Le festival a grossi. Ce n’est pas une énorme machine, loin de là, et ça reste à taille humaine. Mais alors que sur les premières éditions on était à trois jours de musique, on est maintenant à huit jours. On a monté des partenariats avec le cinéma, avec les grottes de Lacave dans lesquelles on organise depuis bientôt vingt ans maintenant des concerts, avec des villages alentours aussi. On a augmenté en volume. Par contre on n’est plus dans un partage entre scène régionale, scène nationale et scène américaine. La programmation de musiciens régionaux est maintenant dans le off du festival et c’est important que la scène locale ait voix au chapitre. Mais, d’un point de vue esthétique, je me fiche de la nationalité des musiciens, ce qui importe c’est la musique qu’ils proposent.

L’arrivée de partenaires privés a changé la donne aussi. Au départ on n’avait quasiment que des partenaires publics. Puis on a démarché des commerçants, des artisans, des entrepreneurs. Il y a eu des départ de bénévoles qui ne se retrouvaient plus dans certaines musiques, l’arrivée d’autres qui, eux, au contraire, s’y retrouvaient. Et c’est d’ailleurs une de mes fiertés que de faire découvrir à des bénévoles et au public certaines musiques et certains musiciens. Le partenariat que nous avons avec l’AJC et Jazz migration entre d’ailleurs dans cette démarche.

Robert Peyrillou © Marc Pivaudran

- Un festival de musique, c’est bien entendu et avant tout un événement culturel mais ça relève également de l’aménagement du territoire. C’est le cas avec Souillac en Jazz ?
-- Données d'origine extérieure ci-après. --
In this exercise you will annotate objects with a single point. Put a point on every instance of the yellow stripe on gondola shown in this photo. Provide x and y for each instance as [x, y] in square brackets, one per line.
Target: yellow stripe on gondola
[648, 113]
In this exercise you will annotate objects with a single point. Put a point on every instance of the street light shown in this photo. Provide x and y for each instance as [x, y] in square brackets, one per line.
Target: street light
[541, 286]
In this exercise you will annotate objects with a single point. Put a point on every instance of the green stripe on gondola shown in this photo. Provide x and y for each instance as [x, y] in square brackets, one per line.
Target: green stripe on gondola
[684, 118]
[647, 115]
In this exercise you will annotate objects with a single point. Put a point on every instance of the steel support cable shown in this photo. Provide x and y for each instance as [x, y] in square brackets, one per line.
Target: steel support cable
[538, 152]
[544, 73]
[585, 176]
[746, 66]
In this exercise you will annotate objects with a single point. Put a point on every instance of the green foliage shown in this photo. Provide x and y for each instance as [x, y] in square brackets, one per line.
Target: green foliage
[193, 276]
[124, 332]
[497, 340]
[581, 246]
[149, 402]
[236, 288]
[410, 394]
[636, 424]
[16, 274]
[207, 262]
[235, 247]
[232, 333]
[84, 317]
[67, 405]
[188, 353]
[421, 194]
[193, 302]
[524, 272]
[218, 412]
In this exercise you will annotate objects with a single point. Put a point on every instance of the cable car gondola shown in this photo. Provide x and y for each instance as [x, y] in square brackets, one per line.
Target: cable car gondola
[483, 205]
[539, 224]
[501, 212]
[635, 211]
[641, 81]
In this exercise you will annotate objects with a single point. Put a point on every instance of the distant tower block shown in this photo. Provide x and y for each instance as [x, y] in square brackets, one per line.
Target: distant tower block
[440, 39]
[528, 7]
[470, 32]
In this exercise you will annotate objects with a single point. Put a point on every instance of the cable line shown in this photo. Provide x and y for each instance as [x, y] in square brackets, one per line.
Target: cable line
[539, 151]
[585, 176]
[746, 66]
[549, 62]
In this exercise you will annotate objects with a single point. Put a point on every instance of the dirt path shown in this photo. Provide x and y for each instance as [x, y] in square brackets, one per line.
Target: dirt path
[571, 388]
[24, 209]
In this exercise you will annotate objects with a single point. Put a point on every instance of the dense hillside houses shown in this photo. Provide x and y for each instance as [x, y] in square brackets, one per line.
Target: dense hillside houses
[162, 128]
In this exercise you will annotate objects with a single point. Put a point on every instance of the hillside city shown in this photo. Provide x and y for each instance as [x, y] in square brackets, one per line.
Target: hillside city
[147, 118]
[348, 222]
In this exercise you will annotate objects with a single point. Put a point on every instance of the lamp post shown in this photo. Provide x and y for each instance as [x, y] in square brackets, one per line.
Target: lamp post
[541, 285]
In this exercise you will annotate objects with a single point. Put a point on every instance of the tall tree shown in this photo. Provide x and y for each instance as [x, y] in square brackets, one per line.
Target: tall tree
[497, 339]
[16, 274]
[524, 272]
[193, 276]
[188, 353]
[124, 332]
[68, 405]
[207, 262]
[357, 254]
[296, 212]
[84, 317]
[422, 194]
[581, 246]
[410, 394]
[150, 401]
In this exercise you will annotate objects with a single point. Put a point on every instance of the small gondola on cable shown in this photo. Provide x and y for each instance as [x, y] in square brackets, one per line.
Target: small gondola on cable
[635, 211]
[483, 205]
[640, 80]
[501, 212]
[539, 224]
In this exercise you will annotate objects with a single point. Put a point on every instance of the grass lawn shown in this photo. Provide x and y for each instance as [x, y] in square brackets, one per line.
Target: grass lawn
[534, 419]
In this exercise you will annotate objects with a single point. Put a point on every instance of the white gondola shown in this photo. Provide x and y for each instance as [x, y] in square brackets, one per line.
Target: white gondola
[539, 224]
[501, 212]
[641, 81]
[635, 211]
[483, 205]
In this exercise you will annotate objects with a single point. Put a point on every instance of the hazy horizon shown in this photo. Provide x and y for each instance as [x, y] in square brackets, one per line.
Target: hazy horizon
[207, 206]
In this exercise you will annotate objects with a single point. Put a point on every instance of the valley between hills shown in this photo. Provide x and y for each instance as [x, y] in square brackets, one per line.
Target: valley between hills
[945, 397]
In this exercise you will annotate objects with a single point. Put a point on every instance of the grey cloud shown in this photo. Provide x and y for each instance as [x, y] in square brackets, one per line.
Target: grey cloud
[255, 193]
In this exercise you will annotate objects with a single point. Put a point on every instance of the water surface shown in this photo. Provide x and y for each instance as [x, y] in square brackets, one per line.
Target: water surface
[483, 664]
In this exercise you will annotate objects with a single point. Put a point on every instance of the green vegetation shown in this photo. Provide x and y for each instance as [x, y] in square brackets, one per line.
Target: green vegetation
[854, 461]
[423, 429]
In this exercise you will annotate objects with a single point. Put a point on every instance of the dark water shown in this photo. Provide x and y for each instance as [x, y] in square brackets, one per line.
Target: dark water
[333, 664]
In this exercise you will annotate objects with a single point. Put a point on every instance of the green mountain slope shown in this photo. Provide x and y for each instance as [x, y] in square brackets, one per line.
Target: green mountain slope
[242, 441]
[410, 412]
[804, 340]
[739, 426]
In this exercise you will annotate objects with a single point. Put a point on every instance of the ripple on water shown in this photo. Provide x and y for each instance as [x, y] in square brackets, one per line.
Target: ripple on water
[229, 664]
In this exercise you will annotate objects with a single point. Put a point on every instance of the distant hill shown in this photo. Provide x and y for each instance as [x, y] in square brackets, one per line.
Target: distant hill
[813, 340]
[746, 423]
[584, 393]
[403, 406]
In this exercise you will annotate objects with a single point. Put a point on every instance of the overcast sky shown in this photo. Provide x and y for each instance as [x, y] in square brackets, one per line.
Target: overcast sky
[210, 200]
On a fait une étude avec le département en 2018. Les retombées financières par édition s’élèvent à 230 000€, essentiellement sur les trois jours forts. Quand on convertit en création d’emplois, ça correspond à 1,5 emploi à temps plein par an. C’est important. Alors bien entendu, le festival y est pour beaucoup mais pas seulement. Les partenaires, je pense aux Mairies de Souillac et alentours, au Département, à la Région, aux privés, y contribuent. Il faut avoir conscience que, sans eux, on n’existerait pas.
On est un territoire rural et touristique. Un festival de jazz c’est donc un événement important. Qu’on puisse proposer des concerts dans un beau cadre est donc essentiel. Qu’ils soient sur la place entre le beffroi et l’abbatiale, dans une grotte ou une église, c’est inspirant pour les musiciens. Mais ça l’est aussi pour les spectateurs. Quand les spectateurs sont face à l’abbatiale, ils sont déjà prêts à réceptionner la musique et ça favorise les beaux concerts.